How Does Employer Long-Term Disability Work?

If your disability insurance is through your employer, it may fall under a federal law called the Employee Retirement Income Security Act (ERISA). This law has strict rules for how you need to apply for benefits or file an appeal. It also affects your chances of approval. 

What is long-term disability through an employer?

Long-term disability benefits through your employer are typically offered to you through your employer-provided benefits package. If you choose to take part in the employer-provided long-term disability plan, you will be insured for benefits if you are no longer available to perform the material duties of your occupation. If you become disabled, you should contact your Human Resources Department at your employer and request an application for benefits.

Your employer has a fiduciary duty to help you if you need to file an application. Your employer will be required to complete part of the application where they will report to the insurance carrier your last day of work, your wages, and whether you are insured under the group disability plan.

After you file your application, the long-term disability insurance carrier will assess whether you are unable to perform the material and substantial duties of your regular occupation. It is important that you obtain an opinion from your doctors indicating your limitations. A statement that you are unable to work is not a powerful assessment. Rather, your doctor should provide an assessment as to your ability to function; particularly, whether you have limitations with sitting, standing, walking, and lifting. If your claim is based upon a mental health disability, you should obtain an opinion from your doctor or therapist regarding your ability to concentrate, focus, and interact with coworkers, supervisors, and the public.

If the long-term disability insurance company denies your application, you will have the opportunity to file an administrative appeal. The denial letter will supply the deadline that you have to file an administrative appeal. The deadline is usually 180 days (about 6 months); however, it could be less than that. This deadline is extremely important. If you miss the deadline, you will not have the opportunity to file a lawsuit against your long-term disability insurance company.

Pond Lehocky Giordano strongly suggests that you obtain an attorney to aid you with your appeal. Your attorney will use the 180 days to build your case. They should obtain any outstanding medical records, updated medical records, and opinions from your doctors regarding your ability to function. Our firm represents people who have filed appeals on their own and, almost universally, their file is without the medical documentation needed to prove their claim.

If your claim is denied after the administrative appeal, you will have the right to file a lawsuit to obtain a review of the long-term disability insurance company’s denial. However, you will not typically have the opportunity to submit any new evidence when you file your lawsuit, so it is imperative that you submit as much medical information as possible during your administrative appeal.

How long is long-term disability through an employer?

The group long-term disability policy through your employer will name the maximum duration of your long-term disability benefits. Most policies provide that the insurance company will pay for disability benefits until age 65. However, this statement is misleading.

Most employer-provided long-term disability policies provide for a dual definition of disability. For the first two years, the insurance company will pay your disability benefits if you are unable to perform the material duties of your regular occupation. After two years, the insurance company will only pay you long-term disability benefits if you are unable to perform the material duties of any other occupation. Some insurance policies may provide that you will have to earn 60-80% of your pre-disability indexed earnings for your benefits to end after their own occupation definition of disability ends.

Further, most long-term disability benefits offered through your employer will have a two-year limitation for any disability that is caused by mental health conditions such as depression, anxiety, and PTSD. This limitation may be overcome if you are hospitalized for mental health or if you have bipolar disorder, schizophrenia, and other severe psychological disorders.

If your long-term disability insurance company decides that you are no longer disabled, you should immediately contact an attorney to help you with filing an appeal. The insurance company will usually rely upon the opinions of a nurse or doctor who never met you to decide whether you should continue to receive long-term disability benefits through your employer’s policy. It is important for you to build the administrative record with all your medical records and the opinions of your treating physicians to defeat the insurance company’s attempt to deny your claim for long-term disability benefits.
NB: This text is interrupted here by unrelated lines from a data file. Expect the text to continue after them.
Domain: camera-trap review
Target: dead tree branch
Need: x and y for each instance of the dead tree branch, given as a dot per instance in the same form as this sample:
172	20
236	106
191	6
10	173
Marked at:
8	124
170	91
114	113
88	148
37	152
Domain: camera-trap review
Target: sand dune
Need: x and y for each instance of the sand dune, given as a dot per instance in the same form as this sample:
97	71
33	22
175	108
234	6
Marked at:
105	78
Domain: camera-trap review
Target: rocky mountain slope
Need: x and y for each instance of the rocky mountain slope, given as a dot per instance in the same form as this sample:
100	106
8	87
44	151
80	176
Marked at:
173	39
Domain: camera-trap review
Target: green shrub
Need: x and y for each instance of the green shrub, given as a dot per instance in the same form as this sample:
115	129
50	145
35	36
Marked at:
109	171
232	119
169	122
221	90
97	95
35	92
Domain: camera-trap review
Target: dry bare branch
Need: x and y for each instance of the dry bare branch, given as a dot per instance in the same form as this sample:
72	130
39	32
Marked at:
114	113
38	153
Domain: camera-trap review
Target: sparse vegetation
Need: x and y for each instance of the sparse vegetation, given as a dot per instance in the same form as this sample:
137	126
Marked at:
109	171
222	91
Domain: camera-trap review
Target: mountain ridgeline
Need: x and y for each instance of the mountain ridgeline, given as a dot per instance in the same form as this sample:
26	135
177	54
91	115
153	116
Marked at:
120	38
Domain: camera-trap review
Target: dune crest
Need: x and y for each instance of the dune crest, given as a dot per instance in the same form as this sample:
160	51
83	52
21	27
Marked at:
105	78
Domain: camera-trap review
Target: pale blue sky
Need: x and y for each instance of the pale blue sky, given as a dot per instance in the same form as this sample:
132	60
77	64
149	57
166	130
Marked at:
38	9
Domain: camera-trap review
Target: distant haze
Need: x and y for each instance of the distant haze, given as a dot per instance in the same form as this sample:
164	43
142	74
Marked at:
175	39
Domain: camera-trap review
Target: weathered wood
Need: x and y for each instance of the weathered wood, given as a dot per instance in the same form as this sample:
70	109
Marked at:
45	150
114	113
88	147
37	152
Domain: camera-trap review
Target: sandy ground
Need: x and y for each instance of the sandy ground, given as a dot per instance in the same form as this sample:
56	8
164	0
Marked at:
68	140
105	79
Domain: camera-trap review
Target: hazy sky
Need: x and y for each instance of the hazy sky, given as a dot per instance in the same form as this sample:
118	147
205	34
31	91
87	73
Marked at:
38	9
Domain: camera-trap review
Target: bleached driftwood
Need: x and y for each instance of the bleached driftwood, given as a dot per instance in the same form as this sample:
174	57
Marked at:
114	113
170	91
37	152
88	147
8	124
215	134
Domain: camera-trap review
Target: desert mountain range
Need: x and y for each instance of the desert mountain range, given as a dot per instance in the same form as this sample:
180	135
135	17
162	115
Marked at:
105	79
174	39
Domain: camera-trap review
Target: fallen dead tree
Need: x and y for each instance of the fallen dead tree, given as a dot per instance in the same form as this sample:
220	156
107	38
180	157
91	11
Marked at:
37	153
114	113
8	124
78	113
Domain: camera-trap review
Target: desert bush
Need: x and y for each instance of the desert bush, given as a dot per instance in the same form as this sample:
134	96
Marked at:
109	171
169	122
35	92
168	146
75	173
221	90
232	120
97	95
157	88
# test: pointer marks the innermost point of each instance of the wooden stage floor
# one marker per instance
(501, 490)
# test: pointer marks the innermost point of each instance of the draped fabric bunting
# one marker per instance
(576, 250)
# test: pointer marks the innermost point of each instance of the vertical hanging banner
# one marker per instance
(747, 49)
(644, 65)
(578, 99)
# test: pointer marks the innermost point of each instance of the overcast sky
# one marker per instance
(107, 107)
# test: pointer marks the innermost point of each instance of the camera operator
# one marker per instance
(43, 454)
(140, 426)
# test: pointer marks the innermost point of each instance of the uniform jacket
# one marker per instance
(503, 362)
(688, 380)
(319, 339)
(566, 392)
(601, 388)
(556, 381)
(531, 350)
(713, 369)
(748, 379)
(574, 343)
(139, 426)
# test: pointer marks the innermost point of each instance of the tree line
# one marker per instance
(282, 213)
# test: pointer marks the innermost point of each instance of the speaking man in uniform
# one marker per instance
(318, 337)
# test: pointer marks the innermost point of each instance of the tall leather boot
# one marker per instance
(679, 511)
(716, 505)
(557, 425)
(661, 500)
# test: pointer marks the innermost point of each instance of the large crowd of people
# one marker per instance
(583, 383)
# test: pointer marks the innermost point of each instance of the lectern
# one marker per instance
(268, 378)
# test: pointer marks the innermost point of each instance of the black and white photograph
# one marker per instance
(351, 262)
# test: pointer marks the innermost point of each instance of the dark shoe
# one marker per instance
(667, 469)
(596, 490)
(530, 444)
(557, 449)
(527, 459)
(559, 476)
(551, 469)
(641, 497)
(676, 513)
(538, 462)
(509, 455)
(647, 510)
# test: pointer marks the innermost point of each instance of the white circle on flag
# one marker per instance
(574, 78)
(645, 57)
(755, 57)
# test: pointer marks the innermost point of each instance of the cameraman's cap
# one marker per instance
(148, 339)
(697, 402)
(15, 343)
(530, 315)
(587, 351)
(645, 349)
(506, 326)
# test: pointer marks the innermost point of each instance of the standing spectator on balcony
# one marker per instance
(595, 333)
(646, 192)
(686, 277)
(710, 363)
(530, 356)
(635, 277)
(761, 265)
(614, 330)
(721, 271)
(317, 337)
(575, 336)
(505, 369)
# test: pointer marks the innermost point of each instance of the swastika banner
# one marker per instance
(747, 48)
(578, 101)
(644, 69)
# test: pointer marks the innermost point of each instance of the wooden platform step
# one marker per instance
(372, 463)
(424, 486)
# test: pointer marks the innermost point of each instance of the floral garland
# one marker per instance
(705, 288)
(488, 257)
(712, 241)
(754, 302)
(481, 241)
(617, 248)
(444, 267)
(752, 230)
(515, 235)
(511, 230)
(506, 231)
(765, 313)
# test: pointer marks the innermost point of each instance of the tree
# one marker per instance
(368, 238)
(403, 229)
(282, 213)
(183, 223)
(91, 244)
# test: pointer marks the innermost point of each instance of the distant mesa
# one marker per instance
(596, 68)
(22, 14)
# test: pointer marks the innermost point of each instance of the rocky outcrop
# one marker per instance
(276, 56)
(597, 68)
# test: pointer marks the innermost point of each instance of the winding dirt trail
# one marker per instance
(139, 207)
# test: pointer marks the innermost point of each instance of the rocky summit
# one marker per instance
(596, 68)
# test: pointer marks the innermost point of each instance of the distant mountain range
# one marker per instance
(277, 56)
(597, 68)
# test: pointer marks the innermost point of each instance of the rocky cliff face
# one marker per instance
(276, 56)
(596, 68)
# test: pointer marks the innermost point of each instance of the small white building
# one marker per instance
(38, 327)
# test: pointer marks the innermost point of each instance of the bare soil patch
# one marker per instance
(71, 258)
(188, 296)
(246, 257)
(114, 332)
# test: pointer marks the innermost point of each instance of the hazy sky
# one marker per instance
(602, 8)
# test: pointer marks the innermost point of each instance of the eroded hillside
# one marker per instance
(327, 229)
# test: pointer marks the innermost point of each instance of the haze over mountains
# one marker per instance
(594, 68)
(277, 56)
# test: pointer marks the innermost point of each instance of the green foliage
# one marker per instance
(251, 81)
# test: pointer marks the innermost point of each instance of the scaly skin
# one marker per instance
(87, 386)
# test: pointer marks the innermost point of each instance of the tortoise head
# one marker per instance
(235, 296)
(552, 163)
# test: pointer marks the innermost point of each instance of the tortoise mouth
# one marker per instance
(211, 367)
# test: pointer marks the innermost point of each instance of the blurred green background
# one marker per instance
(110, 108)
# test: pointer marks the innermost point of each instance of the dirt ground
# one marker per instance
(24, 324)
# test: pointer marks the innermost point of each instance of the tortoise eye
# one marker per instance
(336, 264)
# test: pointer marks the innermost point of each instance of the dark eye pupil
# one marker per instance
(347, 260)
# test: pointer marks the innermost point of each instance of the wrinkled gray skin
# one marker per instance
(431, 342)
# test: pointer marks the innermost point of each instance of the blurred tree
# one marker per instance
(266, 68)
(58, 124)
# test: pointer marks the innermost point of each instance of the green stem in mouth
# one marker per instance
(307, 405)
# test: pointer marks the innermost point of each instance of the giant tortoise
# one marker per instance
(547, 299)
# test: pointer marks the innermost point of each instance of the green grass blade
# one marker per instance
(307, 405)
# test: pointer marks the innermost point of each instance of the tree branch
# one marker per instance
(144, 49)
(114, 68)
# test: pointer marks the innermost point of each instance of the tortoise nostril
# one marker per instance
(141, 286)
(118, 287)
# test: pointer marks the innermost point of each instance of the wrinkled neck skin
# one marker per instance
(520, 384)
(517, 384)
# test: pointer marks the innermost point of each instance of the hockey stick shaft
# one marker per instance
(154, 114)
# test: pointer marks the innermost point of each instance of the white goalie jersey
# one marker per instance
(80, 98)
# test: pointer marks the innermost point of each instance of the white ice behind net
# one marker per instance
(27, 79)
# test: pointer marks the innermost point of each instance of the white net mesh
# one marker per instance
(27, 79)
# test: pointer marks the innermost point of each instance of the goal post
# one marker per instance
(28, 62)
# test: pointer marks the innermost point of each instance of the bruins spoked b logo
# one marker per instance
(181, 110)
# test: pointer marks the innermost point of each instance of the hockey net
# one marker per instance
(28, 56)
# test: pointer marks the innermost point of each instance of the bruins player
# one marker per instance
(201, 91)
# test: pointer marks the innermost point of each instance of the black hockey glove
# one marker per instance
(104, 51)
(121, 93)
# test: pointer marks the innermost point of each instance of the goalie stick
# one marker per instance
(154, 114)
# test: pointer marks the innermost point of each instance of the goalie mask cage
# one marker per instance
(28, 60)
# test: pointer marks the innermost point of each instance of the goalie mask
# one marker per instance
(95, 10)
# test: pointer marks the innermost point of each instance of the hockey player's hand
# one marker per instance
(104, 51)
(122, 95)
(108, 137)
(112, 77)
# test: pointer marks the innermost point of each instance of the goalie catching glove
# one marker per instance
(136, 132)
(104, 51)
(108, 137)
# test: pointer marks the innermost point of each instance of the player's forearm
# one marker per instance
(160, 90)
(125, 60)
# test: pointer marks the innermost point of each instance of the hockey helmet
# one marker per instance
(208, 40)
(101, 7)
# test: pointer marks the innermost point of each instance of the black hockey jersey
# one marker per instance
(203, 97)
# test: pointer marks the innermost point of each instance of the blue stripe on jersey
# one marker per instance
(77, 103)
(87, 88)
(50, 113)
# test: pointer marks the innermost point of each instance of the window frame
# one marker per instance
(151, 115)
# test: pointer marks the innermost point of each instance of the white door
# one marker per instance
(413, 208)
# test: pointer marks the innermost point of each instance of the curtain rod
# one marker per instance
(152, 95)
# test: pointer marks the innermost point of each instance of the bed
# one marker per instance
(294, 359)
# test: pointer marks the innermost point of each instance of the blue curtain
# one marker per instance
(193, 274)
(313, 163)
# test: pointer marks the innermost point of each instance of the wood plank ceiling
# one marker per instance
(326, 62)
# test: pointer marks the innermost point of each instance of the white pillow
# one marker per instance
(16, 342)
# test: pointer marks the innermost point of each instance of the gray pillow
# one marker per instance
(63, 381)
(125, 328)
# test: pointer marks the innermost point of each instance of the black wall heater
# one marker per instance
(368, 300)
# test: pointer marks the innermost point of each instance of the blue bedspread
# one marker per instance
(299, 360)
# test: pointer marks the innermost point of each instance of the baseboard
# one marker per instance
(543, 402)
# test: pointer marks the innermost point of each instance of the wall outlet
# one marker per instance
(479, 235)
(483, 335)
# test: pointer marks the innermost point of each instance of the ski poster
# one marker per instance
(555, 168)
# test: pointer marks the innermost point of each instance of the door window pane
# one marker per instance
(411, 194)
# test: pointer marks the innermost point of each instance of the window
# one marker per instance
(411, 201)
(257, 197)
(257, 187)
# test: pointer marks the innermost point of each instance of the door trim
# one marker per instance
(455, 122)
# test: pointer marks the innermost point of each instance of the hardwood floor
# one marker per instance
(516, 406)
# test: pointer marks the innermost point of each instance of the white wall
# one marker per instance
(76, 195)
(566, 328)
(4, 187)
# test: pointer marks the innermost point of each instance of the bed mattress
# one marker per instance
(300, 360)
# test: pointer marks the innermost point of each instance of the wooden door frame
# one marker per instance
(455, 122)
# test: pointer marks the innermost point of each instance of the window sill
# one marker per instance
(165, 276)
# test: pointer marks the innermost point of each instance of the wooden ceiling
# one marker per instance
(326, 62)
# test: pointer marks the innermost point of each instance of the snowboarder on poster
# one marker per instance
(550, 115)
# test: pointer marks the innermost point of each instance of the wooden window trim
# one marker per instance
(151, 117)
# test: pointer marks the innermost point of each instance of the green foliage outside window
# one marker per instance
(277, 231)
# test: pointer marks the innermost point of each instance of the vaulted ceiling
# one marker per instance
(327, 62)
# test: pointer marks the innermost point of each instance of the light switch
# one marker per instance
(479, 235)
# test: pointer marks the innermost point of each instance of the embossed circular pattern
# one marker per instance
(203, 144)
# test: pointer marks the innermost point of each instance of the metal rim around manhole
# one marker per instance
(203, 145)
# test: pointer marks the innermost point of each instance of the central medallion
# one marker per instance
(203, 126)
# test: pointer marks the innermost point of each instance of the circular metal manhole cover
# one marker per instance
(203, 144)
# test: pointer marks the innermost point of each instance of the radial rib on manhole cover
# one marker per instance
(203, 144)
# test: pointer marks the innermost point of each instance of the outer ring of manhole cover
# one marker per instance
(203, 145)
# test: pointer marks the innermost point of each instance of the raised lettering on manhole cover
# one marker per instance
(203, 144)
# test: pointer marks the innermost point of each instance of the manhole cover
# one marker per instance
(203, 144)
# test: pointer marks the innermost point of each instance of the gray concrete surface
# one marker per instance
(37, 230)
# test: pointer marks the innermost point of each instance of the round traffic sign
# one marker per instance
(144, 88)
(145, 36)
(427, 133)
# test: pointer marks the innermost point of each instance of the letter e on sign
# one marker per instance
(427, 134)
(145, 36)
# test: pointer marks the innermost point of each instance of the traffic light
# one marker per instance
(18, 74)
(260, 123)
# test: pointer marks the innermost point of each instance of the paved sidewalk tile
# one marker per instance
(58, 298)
Is employer-paid long-term disability taxable?

Long-term disability benefits through your employer may be taxable. Whether your long-term disability benefits are taxable is based upon how the premiums for the benefits were paid.

If your employer paid the premiums for your long-term disability benefits, the benefits are taxable. If you paid the premiums with after-tax income, the long-term disability benefits are not taxable.

You can look at your paystub for this answer. If federal income tax is taken out of your paycheck first and then you pay the premiums for your long-term disability benefits, then the benefits should not be taxable. If your premiums were paid with pre-taxed income, meaning the premiums were paid before any federal income tax was paid, then your long-term disability benefits are taxable.